Body of work

Body of work

GeorgieWhen you’re human, it’s easy to drowse into climate-controlled forgetfulness.

But when you live with cats, it’s impossible to forget that you are more than your mind.

Georgie, requiescat in pace until the day dust shall dance again
Georgie, requiescat in pace until the day dust shall dance again

If you see folks with dark-grey smudges on their foreheads today, fear not; soot-pooping birds have not firebombed your town.

In the Christian tradition, today is Ash Wednesday, the start of Lent. As a priest or pastor smudges ash from the embers of last year’s palms into the shape of a cross, he or she reminds the mind inside each forehead:

      Remember that you are dust, and to dust you shall return.

Cheerful, I know. But track with me, kittens.

We forget, we creatures of the mind and soul, that we are also creatures of the earth and soil and, yes, dust. Zippy dust, yes, even stardust at our best — but dust nevertheless.

One of the benefits of working with cats is that they remind us of this continually. To love a cat is to love his or her particular flesh and fur and inescapable earthiness.

To love Morgan is to love his sticky-uppy orange fur and quiet meow.

To love Bonnie is to love her raspy nose-breathing and perpetual boogers and oceanic eyes.

To love Casper is to love his knuckled-under walk and forehead smudge of grey glory.

"In these bodies we shall live; in these bodies we shall die. The way you invest your love, you invest your life." - Mumford and Sons...and Dina and Georgie, as expressed beyond words.
“In these bodies we shall live; in these bodies we shall die. The way you invest your love, you invest your life.” – Mumford and Sons…and Dina and Georgie, as expressed beyond words.

To love the late, great Georgie was to love him through the shock of an FIP diagnosis, the bloated belly and grief of goodbye.

The bonds we share are inextricable from the purrs and the poop, the mud and the blood and the beauty of it all.

We are more than our bodies, but we are not other than our bodies.

Whether or not your forehead will be ashed this evening, the promise is for you: you are dust. You are mud. Yet you are also the breath of God. You will return to dust — you, and me, and John Oliver, and the cat you love more than mercy — but we shall be changed.

Ash Wednesday is real. Lent, with its loss of light and chocolate and concupiscence, is real.

But Easter is the reality that will win.

Accept your cats and your ashes, body and all. Accept the ashy glory and earthy essence of yourself and your loves. And accept the hope that hope shall triumph and dust shall dance. The bodies sown in ash shall be raised in undying flame — you, and me, and Georgie, and each one who’s slipped beyond our touch.

You are a piece of work, kittens. And your body, soul and spirit are one fine, complicated, messy and magnificent beast. Press on in this work of love. Your labor is not in vain.

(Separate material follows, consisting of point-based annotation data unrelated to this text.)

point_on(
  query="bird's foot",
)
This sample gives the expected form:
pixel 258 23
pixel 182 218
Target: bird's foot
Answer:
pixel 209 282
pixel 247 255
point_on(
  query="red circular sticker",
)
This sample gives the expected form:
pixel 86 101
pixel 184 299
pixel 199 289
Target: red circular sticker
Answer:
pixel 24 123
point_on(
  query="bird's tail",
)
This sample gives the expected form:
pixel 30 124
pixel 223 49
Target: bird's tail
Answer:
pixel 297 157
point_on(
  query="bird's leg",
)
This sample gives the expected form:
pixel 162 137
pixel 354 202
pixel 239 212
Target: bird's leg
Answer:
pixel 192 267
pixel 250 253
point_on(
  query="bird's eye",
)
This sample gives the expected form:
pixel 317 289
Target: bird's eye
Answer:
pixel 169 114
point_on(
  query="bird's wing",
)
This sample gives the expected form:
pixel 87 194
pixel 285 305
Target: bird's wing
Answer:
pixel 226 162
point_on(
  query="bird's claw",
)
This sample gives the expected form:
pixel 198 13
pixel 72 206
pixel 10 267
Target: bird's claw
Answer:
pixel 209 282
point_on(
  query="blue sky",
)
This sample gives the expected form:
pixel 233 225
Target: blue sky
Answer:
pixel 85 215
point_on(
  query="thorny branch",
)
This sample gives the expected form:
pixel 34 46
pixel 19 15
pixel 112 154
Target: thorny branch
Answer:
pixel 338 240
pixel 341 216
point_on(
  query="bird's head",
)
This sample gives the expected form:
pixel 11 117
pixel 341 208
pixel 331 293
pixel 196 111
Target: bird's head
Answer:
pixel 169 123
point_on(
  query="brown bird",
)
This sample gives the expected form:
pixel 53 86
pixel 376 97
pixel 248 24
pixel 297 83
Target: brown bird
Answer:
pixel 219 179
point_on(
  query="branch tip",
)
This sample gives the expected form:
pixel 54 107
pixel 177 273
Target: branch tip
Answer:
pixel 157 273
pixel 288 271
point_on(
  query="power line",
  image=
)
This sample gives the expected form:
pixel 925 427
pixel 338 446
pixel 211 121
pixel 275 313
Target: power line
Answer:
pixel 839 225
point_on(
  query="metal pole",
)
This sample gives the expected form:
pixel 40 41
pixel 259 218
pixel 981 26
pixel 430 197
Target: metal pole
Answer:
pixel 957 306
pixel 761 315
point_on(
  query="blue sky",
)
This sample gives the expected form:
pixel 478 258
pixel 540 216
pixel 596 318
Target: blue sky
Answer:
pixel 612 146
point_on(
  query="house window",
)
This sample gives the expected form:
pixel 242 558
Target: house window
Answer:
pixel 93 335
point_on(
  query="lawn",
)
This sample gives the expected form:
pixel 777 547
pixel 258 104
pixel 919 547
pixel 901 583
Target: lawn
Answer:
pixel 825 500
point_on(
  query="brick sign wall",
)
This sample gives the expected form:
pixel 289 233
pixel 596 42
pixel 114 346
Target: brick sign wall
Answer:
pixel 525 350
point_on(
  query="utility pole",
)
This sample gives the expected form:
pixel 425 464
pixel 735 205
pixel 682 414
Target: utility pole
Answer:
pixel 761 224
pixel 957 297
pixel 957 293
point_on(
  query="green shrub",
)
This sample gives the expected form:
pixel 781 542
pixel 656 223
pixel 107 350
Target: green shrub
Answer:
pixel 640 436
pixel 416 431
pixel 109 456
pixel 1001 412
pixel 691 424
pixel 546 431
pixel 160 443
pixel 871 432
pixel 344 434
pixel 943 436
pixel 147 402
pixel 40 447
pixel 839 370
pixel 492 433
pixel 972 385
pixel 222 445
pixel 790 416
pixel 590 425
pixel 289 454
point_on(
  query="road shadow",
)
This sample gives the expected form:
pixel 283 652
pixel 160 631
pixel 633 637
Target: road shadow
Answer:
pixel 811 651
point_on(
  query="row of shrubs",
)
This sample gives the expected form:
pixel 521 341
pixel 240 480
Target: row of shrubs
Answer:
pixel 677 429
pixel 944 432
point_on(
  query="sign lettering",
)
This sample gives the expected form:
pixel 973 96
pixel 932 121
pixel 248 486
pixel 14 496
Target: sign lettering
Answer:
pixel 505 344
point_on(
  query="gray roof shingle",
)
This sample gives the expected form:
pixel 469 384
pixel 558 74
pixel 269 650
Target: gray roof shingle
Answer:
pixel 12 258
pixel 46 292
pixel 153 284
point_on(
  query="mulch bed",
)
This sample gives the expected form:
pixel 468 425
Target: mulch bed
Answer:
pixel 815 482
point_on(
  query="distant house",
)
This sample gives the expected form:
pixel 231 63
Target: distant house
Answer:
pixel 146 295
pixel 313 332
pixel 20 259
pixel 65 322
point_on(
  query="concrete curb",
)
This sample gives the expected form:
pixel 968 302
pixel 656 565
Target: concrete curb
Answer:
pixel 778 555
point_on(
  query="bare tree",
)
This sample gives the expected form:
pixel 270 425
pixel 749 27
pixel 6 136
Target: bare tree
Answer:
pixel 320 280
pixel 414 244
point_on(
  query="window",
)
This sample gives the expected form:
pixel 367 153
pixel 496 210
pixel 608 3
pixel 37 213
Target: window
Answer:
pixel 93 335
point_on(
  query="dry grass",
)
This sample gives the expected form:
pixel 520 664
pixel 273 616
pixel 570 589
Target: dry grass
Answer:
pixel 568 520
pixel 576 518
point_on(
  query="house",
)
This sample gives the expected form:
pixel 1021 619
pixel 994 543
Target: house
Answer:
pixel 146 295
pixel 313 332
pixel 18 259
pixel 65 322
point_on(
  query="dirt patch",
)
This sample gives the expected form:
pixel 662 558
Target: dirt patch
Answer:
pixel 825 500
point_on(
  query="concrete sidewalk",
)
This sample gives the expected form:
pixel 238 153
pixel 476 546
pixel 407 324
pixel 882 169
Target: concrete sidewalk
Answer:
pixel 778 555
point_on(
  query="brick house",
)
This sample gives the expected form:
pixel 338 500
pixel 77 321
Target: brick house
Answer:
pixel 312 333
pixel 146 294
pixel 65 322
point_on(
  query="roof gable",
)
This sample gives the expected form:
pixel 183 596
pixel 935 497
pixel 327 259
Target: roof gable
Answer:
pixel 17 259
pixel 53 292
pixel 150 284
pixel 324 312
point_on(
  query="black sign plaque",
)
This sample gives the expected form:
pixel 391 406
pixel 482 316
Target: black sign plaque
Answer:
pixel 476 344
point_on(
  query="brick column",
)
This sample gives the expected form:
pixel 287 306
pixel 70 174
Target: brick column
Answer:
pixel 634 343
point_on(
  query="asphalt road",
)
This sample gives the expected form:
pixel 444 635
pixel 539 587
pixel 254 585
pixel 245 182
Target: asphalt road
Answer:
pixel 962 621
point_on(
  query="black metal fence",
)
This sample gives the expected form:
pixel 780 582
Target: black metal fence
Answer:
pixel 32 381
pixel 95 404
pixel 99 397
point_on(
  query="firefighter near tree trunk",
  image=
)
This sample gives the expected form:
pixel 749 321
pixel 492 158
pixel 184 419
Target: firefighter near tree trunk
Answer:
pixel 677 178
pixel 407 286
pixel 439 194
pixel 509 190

5 thoughts on “Body of work

  1. I hate FIP.

    When I first signed up for the socialization program, Karina assigned me the three tuxies in suite B, Spike, Georgie and Cory. Spike was shy but curious and playful so it came as no surprise that he was first to accept loving and then to see him adopted. Between Georgie and Cory, Cory was the first to eat out of my hand, but he kinda plateaued. That’s as far as I was able to get with him, every time I tried to pet him, he would hiss. At first, Georgie would stay far away from me, so I wouldn’t be able to socialize him one on one. I had to interact with the other cat and he would come to see what the fuss was about. After about a year of socializing Georgie, it got to the point that he would come running with his tail up when I called, and one day, I was very surprised that he allowed me to pet him once! This continued weekly, and each time he would stay longer and allow me to pet him longer and longer. Of course, I could only pet him when I gave him treats. I got to hear a little purr from him and he would sometimes do elevator butt for me. My interactions with him really made me feel good, like I was accomplishing something. It just felt special. After I had my son, I couldn’t come anymore since I live pretty far and needed to spend time with my now toddler, but I was hopeful that someone was still socializing Georgie and that someday he would get adopted. I will miss him and I will treasure the interactions I had with him. Be free and well again, Georgie, I will meet you again, my sweet, shy boy.

  2. To love Felix is to love wet headbutts.
    To love Deanna is to love the big eyes that watch you from under the crates.
    To love Rose is to love a stumpy poopy tail.
    To love Jackie is to love grumpy bites.
    To love Luna is to love the dance of shyness and curiousness.

    I could go on all day. I almost want to. 🙂

  3. We first saw Georgie several years ago on the adoptable cats list and he looked and sounded so much like Trickster – they could have been brothers. We read about him and checked frequently for updates and were so happy when he was mentioned in Angela’s blog. Thank you Tabby’s Place – Jonathan – Angela – and Ayla – for loving and sheltering him – we are so sad, but thankful for the connection we felt to him and Tabby’s Place. We will never forget you Georgie – we love you always.